Phase out agricultural subsidies – a better deal for everyone
Leaving the EU means leaving the Common Agricultural Policy (CAP) which provides an unprecedented opportunity for far-reaching reforms of Britain’s farming subsidies. Protectionist regulations aimed at keeping the price of food artificially high are not just harming consumers; by hampering Britain’s growth through inefficient wealth transfers to producers, they’re harming everyone.
Economists notoriously disagree on almost everything. Yet one of the few areas in which a broad consensus exists across completely different schools of economic thought is free trade. The case for free trade in agriculture is no less clear-cut than in other sectors – according to OECD estimates, the price of food in Europe between 2001 and 2010 has been on average 16 per cent above world market levels.

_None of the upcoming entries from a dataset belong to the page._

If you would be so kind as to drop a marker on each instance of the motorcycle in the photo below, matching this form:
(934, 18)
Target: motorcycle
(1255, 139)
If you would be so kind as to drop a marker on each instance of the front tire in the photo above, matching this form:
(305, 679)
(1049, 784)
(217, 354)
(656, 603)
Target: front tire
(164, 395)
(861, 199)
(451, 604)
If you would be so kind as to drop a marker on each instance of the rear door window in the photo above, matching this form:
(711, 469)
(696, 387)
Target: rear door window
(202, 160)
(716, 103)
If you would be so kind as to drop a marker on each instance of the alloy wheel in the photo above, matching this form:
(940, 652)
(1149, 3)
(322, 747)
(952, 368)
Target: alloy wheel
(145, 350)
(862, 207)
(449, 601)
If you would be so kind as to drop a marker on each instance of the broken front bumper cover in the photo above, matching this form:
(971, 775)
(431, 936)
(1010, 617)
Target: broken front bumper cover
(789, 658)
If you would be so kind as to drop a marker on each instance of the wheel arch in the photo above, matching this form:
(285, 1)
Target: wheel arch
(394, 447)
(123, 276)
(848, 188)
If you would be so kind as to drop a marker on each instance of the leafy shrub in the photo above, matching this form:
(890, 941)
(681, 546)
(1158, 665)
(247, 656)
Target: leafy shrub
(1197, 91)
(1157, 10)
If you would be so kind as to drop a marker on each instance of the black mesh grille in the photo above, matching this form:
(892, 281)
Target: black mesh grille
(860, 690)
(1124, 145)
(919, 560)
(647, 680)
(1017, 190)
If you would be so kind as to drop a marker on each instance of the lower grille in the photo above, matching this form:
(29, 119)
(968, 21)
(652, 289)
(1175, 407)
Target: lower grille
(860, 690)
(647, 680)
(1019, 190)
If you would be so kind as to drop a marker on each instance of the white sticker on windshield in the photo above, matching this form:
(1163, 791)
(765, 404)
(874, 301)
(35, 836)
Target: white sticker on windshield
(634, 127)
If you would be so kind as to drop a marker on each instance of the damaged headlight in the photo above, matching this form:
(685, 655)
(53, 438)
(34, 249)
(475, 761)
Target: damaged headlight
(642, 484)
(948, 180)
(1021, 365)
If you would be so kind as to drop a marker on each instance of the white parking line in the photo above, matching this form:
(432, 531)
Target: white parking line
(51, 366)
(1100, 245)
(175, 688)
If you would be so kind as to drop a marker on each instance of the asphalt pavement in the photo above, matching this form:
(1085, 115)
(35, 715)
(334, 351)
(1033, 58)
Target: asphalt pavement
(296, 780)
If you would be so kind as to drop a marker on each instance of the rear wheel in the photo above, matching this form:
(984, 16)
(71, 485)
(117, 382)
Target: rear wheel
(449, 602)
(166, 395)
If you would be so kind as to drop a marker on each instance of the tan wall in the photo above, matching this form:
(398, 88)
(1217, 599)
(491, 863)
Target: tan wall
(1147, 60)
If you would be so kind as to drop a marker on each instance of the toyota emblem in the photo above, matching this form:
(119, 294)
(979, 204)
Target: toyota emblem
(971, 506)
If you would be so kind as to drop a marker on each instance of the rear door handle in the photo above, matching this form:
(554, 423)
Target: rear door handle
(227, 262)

The most frequently cited example of agricultural liberalisation is New Zealand, where the sector was rapidly liberalised while state support was withdrawn. Between 1983 and 1989, agricultural subsidies were cut from 3.8 per cent of GDP to 0.4 per cent. The total value of producer support, which also includes the value of protectionism, fell from 33 per cent of farm revenues to 5 per cent. Subsequently, the sector underwent a difficult period of restructuring and readjustment, consisting of technological and organisational changes, and a better alignment of agricultural activities with the country’s comparative advantages. The ascent of New Zealand’s successful horticulture and wine industries has been linked to the removal of state support.
Liberalisation should be comprehensive on the domestic front as well – it should mean much more than an abolition of subsidies. The Luddite rejection of GM food is another example of how low-earners are forced to pay the price for the costly obsessions of the “chattering classes”. Adopting a permissive approach to GM food, as in the US, could unleash productivity improvements in agriculture.